The House of Representatives impeached Trump on two counts, abuse of power and obstruction of Congress. It’s the obstruction article that has baffled me.

Congress sought to subpoena key White House aides to testify during its impeachment inquiry. The Constitution gives the legislative — and “co-equal” — branch of government the authority to do so. Trump’s response? He said “no.” He barred aides from answering the summons. He told Congress, in effect, you cannot — and I will forbid it — perform your duty of oversight.

What is stunning to me is how the Senate majority appears set to roll over on that one. By voting to acquit Trump on the obstruction allegation, senators will concede that it’s all right for the government’s chief executive to stiff the legislative branch, to tell legislators to take a hike.

I won’t engage in the “both sides” argument, presuming what the response would be if a Democratic president would do the same thing. History tells us that Trump is the first president in history to issue blanket orders to obstruct Congress in this shameful manner. President Clinton didn’t do so when the House was inquiring whether to impeach him; nor did President Nixon.

Donald Trump’s dismissal of congressional oversight is frightening on its face. Even more terrifying is the GOP’s willingness to accept it, to say it’s OK for the president to kick Congress in the teeth.

Say this about Bolton: He tells the truth

(Photo by Tasos Katopodis/Getty Images)

The chances of U.S. Senate Democrats being able to call witnesses in the trial of Donald John Trump seem to be vanishing.

It’s a shame. One of the witnesses, ex-national security adviser John Bolton, has first-hand knowledge of what Trump said to the Ukrainian president on that fateful July 25, 2019 phone call.

He has expressed concern about the nature of the request Trump made to his Ukrainian colleague: the favor of political help, a request to Trump dig up dirt on Joe Biden, a potential 2020 campaign foe. I consider that an abuse of power. So did most of the House of Representatives when it voted to impeach Trump.

Well, if the Senate Republican leadership has its way and the Senate proceeds without hearing from Bolton and others who were in the room that day, then the impeachment “trial” will need a historical asterisk as we refer to it in the future.

I do not consider John Bolton to be a liar. He is a man of principle. He is too hawkish for my taste, but I tend to believe him over anything that comes forth from his former boss, the current president.

Accordingly, I wish we could hear from him.

But … it likely won’t occur. Too bad. The nation will likely suffer the consequence of the absence of this man’s Senate testimony.

Prepare for ‘unity’ campaign for POTUS

Once we get past this impeachment trial of Donald John Trump, the current president of the United States, we should steel ourselves for a presidential campaign that well might focus on “unity.”

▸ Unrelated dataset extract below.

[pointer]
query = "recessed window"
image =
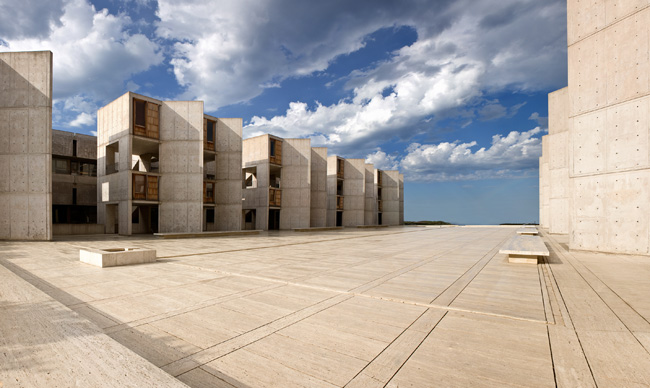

And that brings me right to the point: The incumbent president is not equipped in any sense to provide anything close to “unity” as he seeks re-election to the office he won after a scorched-Earth campaign in 2016.

Sure, he vowed to unify the nation. He pledged to work across the aisle. He said he would be the president of “all Americans.”

Has he delivered the goods? Well, you know how I feel about that.

Indeed, the president has been campaigning for re-election almost from the moment his smaller-than-boasted inaugural crowd dispersed from in front of the U.S. Capitol.

He has been speaking almost exclusively to the base of supporters who have stuck with him throughout his presidential term. He does, after all, demand unfettered loyalty among those who work with and for him, isn’t that right? That demand has been pretty well proven.

The unity mantra, therefore, is going to fall as well on whoever emerges from the Democratic Party field to challenge the president …. presuming, as virtually all observers have done, that he survives the impeachment trial that is underway in the U.S. Senate.

The way I see the fall campaign matching up — Trump vs. Any Democrat — the burden of unifying the country is going to fall on whoever challenges the president, given that Trump is incapable of unifying anyone.

I am one American patriot who yearns for a return of the “one nation under God” we all cherish.